Outcome after PSMA PET/CT based salvage radiotherapy in patients with biochemical recurrence after radical prostatectomy: a bi-institutional retrospective analysis.

Prostate-specific membrane antigen positron emission tomography/computed tomography (PSMA PET/CT) detects prostate cancer recurrence at low PSA levels. Radiotherapy with dose escalation to the former prostate bed has been associated with improved biochemical recurrence-free survival (BRFS). Thus, we hypothesized that PSMA PET/CT-guided salvage radiotherapy leads to improved BRFS. A total of 204 consecutive patients were referred for salvage radiotherapy following radical prostatectomy. PSMA PET/CT scans were performed and patients with PSA persistence (109 patients) or evidence of distant metastases (5 patients) were excluded from this analysis. Thus, the following analysis is based on a total of 90 patients who underwent PSMA PET/CT prior to radiotherapy due to biochemical recurrence and received salvage radiotherapy. In case of PET-positive findings, antiandrogen therapy was commenced before initiation of radiotherapy. BRFS (PSA ≤ 0.2 ng/ml) was defined as the study endpoint. PET-positive lesions were detected in 42/90 (47%) patients: 24/42 (27%) fossa recurrence only, 12/42 (13%) pelvic lymph nodes only and 6/42 (7%) fossa and pelvic lymph node recurrence. Median PSA before radiotherapy was 0.44 (0.11 - 6.24). Cumulatively, a total dose of 70.0 Gy (67.2 - 72 Gy) was delivered to local macroscopic tumor, 66 Gy (59.4 - 70.2 Gy) to the prostatic fossa, 60.8 Gy (54 - 66 Gy) to PET-positive lymph nodes and 50.4 Gy (45 - 50.4 Gy) to the lymphatic pathways.

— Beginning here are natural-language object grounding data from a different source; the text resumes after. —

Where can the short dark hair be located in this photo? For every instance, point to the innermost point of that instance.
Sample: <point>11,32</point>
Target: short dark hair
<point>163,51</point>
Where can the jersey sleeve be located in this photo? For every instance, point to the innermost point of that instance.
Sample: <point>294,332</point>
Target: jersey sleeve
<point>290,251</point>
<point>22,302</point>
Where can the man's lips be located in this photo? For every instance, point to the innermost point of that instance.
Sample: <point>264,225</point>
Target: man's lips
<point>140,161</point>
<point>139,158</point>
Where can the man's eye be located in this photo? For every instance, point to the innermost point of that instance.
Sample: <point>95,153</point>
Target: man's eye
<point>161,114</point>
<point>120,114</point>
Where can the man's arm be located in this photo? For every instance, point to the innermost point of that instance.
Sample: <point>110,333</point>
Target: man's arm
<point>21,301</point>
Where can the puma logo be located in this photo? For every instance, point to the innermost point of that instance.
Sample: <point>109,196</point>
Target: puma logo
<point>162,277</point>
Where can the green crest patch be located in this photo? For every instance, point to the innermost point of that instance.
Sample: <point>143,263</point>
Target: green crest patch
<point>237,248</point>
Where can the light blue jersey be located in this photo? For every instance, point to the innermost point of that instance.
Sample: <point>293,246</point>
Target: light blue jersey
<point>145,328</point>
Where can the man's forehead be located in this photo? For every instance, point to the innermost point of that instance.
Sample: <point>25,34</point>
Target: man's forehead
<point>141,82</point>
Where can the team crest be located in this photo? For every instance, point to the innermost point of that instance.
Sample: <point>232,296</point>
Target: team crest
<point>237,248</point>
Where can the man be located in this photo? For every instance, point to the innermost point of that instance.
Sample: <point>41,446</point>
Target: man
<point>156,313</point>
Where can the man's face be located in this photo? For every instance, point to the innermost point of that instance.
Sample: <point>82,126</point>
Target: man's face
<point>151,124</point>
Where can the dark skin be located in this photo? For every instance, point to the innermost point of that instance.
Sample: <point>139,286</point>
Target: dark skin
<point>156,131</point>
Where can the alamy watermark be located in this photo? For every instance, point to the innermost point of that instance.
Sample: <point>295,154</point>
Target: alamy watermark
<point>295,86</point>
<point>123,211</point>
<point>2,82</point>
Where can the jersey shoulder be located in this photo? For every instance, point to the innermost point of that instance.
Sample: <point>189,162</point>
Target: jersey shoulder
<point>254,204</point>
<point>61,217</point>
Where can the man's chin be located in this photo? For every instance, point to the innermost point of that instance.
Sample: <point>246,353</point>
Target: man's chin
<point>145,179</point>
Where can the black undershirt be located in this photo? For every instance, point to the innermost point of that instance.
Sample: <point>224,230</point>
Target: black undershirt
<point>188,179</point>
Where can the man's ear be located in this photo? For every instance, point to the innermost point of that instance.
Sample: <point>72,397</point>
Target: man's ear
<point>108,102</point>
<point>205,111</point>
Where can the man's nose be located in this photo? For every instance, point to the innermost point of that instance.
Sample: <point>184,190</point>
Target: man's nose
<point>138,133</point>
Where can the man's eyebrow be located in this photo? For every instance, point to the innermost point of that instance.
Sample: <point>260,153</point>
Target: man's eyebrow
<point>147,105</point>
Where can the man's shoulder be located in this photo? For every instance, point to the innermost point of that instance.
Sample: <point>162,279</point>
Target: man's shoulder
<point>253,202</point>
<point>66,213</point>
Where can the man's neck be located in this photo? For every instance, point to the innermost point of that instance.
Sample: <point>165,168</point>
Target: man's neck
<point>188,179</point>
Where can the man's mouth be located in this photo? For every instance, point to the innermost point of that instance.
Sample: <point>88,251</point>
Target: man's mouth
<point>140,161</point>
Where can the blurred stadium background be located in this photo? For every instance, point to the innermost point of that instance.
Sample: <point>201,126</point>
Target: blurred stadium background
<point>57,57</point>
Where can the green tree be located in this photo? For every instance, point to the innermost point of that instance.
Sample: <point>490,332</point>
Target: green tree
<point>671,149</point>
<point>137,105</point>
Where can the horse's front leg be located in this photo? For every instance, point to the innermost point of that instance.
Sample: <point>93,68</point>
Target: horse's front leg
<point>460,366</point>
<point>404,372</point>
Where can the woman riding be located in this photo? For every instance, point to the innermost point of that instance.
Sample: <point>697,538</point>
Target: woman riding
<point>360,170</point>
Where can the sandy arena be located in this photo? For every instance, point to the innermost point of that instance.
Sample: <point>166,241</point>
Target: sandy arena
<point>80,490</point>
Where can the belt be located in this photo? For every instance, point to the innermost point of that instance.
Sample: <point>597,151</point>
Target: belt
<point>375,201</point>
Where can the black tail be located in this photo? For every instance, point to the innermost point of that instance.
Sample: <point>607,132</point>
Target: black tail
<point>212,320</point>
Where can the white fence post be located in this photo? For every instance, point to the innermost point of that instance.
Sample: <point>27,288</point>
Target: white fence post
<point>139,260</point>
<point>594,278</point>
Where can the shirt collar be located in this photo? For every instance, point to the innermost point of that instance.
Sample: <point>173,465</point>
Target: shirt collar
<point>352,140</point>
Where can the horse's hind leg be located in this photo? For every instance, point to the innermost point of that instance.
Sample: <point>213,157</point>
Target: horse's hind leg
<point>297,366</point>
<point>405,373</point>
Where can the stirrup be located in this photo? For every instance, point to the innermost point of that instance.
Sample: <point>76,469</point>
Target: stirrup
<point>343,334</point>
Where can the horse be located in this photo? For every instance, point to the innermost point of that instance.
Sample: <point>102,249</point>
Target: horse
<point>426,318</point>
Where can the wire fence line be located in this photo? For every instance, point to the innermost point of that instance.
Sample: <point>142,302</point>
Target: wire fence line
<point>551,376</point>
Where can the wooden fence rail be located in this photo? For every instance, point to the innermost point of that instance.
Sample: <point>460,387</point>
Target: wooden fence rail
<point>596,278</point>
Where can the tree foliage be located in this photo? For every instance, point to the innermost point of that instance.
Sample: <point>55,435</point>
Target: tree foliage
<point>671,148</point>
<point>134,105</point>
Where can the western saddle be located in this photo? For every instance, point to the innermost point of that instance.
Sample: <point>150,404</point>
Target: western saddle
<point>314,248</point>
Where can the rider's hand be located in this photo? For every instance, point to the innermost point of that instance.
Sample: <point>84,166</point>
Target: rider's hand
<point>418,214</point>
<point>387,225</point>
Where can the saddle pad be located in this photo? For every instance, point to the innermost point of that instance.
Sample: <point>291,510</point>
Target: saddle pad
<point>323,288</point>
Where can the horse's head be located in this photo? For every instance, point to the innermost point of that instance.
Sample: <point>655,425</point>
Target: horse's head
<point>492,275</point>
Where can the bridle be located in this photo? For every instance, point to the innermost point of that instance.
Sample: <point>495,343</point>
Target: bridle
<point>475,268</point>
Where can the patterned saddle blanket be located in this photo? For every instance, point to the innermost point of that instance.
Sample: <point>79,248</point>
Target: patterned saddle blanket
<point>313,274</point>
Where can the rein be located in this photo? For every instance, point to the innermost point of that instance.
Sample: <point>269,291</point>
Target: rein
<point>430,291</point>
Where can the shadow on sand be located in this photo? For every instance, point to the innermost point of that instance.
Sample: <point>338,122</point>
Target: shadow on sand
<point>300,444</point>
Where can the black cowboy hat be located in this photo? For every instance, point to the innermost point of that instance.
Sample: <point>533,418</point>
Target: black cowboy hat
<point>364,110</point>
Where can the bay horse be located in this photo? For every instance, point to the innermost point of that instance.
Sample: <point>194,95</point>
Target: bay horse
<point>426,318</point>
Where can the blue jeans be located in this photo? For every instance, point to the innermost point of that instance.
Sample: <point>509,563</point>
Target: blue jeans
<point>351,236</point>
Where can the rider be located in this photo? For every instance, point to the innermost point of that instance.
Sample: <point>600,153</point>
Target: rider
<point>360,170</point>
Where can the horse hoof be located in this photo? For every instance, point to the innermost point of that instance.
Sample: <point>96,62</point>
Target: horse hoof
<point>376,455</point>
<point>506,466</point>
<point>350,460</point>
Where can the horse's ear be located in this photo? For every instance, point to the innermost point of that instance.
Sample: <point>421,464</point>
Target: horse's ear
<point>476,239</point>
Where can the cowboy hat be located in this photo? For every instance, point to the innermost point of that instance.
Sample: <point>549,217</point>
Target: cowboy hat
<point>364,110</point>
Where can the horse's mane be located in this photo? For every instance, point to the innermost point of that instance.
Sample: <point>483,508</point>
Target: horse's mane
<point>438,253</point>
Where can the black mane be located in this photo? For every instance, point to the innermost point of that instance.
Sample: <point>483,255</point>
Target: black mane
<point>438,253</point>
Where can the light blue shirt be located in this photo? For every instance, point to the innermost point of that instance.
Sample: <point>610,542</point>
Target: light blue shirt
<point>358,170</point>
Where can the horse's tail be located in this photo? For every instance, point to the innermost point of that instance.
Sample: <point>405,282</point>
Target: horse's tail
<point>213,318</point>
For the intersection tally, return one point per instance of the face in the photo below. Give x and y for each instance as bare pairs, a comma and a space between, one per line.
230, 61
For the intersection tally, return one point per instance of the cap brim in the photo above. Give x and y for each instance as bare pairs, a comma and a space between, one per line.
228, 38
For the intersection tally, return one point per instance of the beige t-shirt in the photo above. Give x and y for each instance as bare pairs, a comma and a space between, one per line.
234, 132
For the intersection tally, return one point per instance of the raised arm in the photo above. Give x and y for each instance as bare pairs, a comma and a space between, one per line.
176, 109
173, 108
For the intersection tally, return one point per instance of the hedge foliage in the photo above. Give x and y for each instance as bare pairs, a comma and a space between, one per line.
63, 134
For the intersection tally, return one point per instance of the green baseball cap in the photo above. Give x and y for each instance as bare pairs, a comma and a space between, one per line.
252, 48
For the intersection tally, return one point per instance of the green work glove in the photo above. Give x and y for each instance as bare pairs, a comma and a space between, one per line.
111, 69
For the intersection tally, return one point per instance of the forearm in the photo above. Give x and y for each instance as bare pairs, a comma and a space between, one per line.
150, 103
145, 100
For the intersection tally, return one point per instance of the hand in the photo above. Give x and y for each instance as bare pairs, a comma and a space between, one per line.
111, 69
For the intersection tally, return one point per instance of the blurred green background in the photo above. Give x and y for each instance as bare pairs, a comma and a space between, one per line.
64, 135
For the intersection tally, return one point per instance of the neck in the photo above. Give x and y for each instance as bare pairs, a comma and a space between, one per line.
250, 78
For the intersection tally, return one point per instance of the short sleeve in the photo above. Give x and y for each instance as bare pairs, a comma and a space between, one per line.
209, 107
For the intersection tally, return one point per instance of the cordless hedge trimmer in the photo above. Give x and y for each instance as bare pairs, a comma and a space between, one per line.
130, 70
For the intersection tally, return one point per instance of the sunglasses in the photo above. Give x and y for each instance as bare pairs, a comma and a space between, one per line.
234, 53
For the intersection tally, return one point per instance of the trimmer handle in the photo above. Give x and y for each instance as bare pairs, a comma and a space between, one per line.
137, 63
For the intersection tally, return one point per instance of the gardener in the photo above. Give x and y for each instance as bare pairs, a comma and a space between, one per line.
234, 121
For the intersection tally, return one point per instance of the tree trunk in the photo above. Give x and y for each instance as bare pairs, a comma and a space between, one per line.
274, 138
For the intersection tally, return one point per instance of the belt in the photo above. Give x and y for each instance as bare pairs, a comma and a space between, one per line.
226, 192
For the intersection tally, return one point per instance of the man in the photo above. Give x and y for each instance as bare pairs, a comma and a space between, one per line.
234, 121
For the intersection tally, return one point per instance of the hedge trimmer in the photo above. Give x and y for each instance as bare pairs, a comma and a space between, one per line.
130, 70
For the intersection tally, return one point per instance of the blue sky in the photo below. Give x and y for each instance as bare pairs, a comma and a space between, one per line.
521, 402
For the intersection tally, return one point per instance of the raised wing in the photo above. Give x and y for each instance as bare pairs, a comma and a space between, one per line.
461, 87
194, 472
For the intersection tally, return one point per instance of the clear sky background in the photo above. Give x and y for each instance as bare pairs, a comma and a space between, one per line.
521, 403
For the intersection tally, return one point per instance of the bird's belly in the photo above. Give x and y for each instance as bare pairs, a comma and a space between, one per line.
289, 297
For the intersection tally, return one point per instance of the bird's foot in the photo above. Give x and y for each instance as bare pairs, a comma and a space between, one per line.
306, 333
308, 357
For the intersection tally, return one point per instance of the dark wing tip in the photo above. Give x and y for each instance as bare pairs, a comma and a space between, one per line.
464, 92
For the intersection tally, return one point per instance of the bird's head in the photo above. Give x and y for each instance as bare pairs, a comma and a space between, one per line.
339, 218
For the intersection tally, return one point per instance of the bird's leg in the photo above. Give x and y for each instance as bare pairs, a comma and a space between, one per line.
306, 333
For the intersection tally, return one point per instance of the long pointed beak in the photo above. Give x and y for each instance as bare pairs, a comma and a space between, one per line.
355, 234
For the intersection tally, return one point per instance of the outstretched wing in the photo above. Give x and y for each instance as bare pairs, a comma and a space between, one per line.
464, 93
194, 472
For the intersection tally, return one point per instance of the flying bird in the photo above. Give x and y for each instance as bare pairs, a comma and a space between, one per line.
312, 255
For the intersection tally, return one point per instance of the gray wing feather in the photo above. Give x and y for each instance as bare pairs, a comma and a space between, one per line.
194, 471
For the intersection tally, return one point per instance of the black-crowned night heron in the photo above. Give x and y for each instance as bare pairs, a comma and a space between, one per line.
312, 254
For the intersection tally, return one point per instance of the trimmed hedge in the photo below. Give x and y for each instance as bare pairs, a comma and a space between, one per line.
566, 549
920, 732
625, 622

After a median follow-up of 23 months, BRFS was 78%. Antiandrogen therapy was ongoing in 4 patients at last follow-up. No significant difference in BRFS between PET-positive (74%) vs. PET-negative patients (82%; p>0.05) was observed at last follow-up. Two patients had late genitourinary toxicity grade 3 and no patient had gastrointestinal toxicity ≥ 3 (NCI-CTCAE v4.03). PSMA PET/CT-guided salvage radiotherapy is an effective and safe local treatment option. No difference in BRFS between PET-positive and PET-negative patients was observed, indicating effective targeting of PET-positive lesions. PSMA PET/CT when readily available should be offered to patients with PSA recurrence for treatment individualization.